What a nice break from school. During my interim break between the spring and summer semester, we went on a nice Caribbean vacation. It was our first time in St. Thomas, and I must say it was breathtaking. If you ever get the chance or opportunity be sure to take the trip. The overall experience was beyond description.
During our trip we got to swim with the sea turtles as well as take a nice sunset cruise. Both were enjoyed via a Catamaran boat – another first. I, for one, have been on other boats, but my wife has not. This was quite the gamble since my wife can get nauseous quite easily (she has been known to get car sick).
The irony of it all is that my wife is a fellow nurse. So you’d think she has the cast iron stomach that is pretty much a requirement to do our job. Somehow she only gets the ‘motion’ sickness. And like I said, the boat trips were a gamble.
It was recommended by the local staff that we seek out the boat crew to have her take some ginger (Ginger?? Really??). They claimed it calmed the stomach (we weren’t buying it).
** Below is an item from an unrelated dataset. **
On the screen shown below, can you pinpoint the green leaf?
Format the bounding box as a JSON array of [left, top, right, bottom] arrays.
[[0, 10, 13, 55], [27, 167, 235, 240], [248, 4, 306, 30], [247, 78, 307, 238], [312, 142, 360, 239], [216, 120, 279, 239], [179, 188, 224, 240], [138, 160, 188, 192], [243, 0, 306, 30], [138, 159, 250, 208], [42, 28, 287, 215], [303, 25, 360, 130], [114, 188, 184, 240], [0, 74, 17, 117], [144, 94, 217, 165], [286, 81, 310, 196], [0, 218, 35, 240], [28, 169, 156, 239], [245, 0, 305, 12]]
We knew she needed medication. Some sort of anticholinergic would do the trick. We got lucky and found an OTC medication that had meclizine in it. We thought we were set. We had a plan: Take some before, take it right when she boards and then possibly during the trip. They were chewable which of course helped.
The trip out for the turtle swim went without incident. We got in the water and saw some amazing turtles and other marine life (honestly I’m really downplaying how truly amazing it was!). Once she got out of the water and back on the boat she got the ‘wave’ of nausea that everyone hates. She immediately took another dose of that OTC med.
She spent the next 15 minutes battling through it like a trooper — watching the land, keeping her eyes off the water and anything that moved. She did the purse-lip breathing. She did everything shy of standing on her head (as if that would have helped).
During the entire ‘wave of nausea’ episode the boat crew and captain wouldn’t stop talking about the darn ginger! Take the ginger ‘concoction’ — it’s the spice mixed in with some ginger ale (and up until I typed this sentence I never realized it was ‘ginger’ in ginger ale – go figure that one out?). They swore up and down it will get rid of the nausea.
Since her nausea was not going away, she caved in and took the ginger concoction. She had to ‘chug’ the stuff, which she tells me was not the most tasty.
Within 15-20 minutes her nausea disappeared…
…
…as if she never got nauseous in the first place!!
…
????
We were THE BIGGEST skeptics about this ‘natural’ remedy. And had I not seen it with my own two eyes and had it not been my wife, I probably would still tell you your full of it.
This trip made us believers.
Needless to say the next day when we took our sunset cruise, the boat crew had her ‘ginger’ waiting for her and she never once got nauseous.
This was one of those instances where all your education and experience don’t mean squat and you just have to go on faith and believe those who just ‘know better.’
We are both still laughing at how shocked we were at the results.
Anyone else have any mythical remedies that work better than our standard western medicine practices?